A Gun-Nut Win On Health Reform
A fringe group muzzles health insurers on gun ownership
Score one for the Gun Owners of America, a lobby group positioned well to the right of the National Rifle Association. Last month I described how this fringe group zeroed in on a health reform provision encouraging insurers to reward healthy habits and, by implication, to punish unhealthy ones like smoking and obesity. GOA got it into its head that, if health reform were passed, the health and human services secretary would compel insurers to punish gun ownership as an unhealthy lifestyle. Although an adverse health impact (or threat of same) on man or beast is pretty much the whole point of owning a gun, nothing in the bill remotely suggested Congress wanted to wade into these politically treacherous shoals.
Nonetheless, to pacify GOA, Senate Majority Leader Harry Reid (who represents the gun-loving state of Nevada) has inserted into his "manager's amendment" a section titled "Protecting 2nd Amendment Gun Rights." It states that no wellness program implemented under health reform may require disclosure or collection of any information relating to gun ownership. Since collecting information about gun ownership was the last thing health reformers wanted to do, this concession represents no particular sacrifice on the government's part.
But gun owners also won another provision forbidding private insurers participating in the bill's exchanges from charging higher premiums, or denying coverage, or denying wellness discounts on the basis of gun ownership. Unlike the previous section, this one doesn't place a restriction on what government may do. It places a restriction on what the private sector may choose to do on its own. It inhibits that most holy of right-wing sacred cows: free enteprise.

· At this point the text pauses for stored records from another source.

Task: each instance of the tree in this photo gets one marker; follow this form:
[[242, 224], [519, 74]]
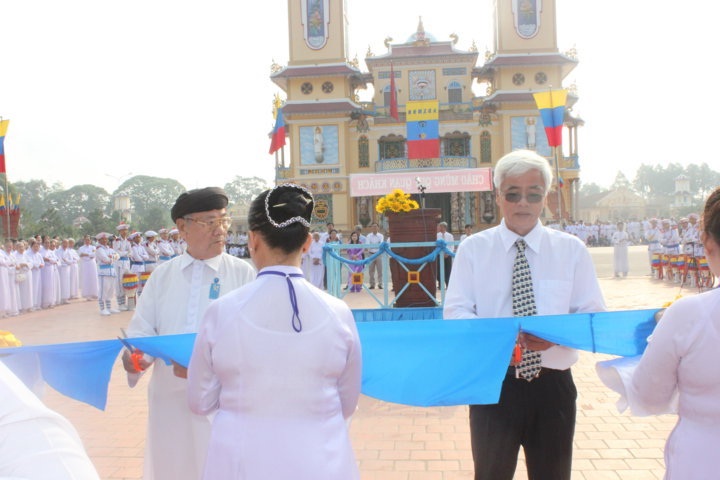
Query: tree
[[621, 181], [34, 194], [147, 194], [242, 190], [79, 201], [589, 189]]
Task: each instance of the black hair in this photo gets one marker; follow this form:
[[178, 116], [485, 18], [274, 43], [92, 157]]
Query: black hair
[[282, 216], [711, 216]]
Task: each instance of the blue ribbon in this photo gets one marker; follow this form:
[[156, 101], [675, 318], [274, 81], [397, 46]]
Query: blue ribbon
[[410, 356], [293, 296], [440, 248]]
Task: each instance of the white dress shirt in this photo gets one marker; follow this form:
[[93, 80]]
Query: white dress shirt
[[174, 301], [563, 274]]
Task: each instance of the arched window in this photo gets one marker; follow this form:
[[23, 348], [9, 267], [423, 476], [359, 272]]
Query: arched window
[[392, 146], [454, 92], [456, 144], [485, 147], [386, 97], [363, 152]]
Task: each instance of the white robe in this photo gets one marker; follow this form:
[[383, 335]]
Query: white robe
[[282, 397], [38, 265], [50, 280], [36, 441], [682, 358], [25, 296], [317, 268], [13, 299], [73, 258], [64, 271], [88, 272], [5, 290], [620, 241], [174, 300]]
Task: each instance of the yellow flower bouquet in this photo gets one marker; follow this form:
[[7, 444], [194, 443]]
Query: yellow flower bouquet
[[396, 201]]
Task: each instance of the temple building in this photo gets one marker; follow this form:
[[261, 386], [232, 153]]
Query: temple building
[[424, 130]]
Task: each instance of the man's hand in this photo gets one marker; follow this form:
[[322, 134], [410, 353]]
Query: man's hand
[[128, 363], [531, 342], [179, 371]]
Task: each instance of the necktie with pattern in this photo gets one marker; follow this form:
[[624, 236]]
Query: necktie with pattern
[[523, 306]]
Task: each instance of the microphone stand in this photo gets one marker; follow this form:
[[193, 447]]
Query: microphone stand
[[421, 189]]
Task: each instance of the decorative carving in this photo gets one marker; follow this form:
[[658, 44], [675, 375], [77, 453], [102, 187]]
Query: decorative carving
[[572, 53], [420, 39]]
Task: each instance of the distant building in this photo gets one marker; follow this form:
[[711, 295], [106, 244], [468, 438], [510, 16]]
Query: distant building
[[445, 138], [618, 204]]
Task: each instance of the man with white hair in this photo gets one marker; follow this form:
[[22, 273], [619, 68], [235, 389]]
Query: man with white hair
[[173, 302], [522, 268]]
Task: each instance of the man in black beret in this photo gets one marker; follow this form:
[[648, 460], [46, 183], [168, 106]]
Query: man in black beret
[[173, 302]]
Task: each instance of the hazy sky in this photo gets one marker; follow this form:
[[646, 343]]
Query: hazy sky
[[98, 91]]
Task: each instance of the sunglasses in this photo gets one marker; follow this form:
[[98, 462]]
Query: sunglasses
[[515, 197]]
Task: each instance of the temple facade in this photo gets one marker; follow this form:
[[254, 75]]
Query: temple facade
[[423, 130]]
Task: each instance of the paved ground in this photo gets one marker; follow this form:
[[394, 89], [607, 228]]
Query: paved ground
[[392, 442]]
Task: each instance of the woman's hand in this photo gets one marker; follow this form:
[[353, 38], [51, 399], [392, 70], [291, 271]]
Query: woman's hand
[[130, 366], [531, 342]]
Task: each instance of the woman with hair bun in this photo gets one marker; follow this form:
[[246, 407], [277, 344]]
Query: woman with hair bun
[[278, 360], [681, 359]]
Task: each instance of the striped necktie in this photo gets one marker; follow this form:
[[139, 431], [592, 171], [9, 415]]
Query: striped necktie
[[523, 306]]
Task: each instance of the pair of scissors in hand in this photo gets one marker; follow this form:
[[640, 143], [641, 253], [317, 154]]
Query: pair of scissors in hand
[[135, 354]]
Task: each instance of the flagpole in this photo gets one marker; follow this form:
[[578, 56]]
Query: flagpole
[[557, 166], [6, 231], [557, 182]]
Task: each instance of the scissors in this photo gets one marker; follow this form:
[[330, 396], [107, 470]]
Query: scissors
[[135, 354]]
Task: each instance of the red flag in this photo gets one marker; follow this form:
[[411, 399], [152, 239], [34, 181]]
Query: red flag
[[278, 138], [3, 131], [393, 95]]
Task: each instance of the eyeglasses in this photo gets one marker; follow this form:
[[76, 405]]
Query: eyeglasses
[[223, 222], [515, 197]]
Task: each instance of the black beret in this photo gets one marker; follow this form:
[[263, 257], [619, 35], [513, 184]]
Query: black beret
[[199, 200]]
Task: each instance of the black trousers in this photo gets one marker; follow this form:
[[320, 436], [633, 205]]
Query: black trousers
[[537, 415]]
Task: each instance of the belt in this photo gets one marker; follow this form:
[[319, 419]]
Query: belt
[[543, 371]]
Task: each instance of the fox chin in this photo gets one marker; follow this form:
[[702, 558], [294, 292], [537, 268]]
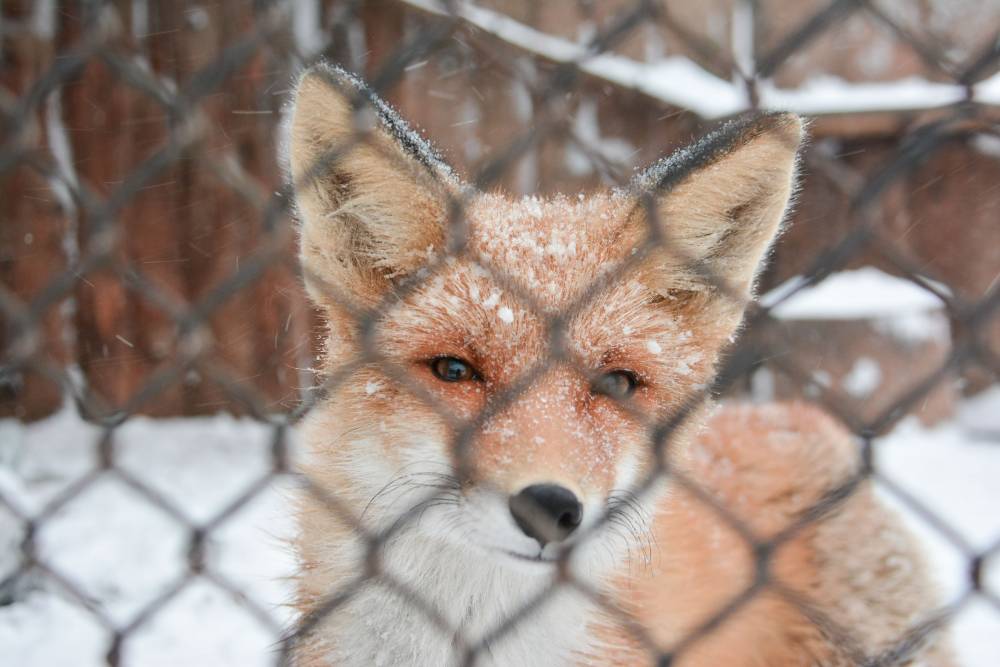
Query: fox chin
[[516, 459]]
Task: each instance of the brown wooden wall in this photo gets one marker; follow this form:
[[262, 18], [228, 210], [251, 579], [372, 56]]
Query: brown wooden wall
[[187, 231]]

There's no point pretending this has anything to do with conservative principle. Seven years ago GOA got its knickers in a twist when State Farm and Prudential cancelled a couple of insurance policies because of gun ownership. One policyholder alarmed Prudential because he owned a military-style Mossberg 500 pump-action rifle. The other alarmed State Farm because he had a shooting range on his property. Both of these policies were for property insurance, not health insurance. But apparently GOA is worried that private health insurers may, even in the absence of government pressure, take notice of studies like this one and this one and this one that show gun owners are (duh) more likely to injure or kill themselves or others, and adjust their risk tables accordingly. Now they can't, thanks to GOA's newfound enthusiasm for the heavy hand of government regulation.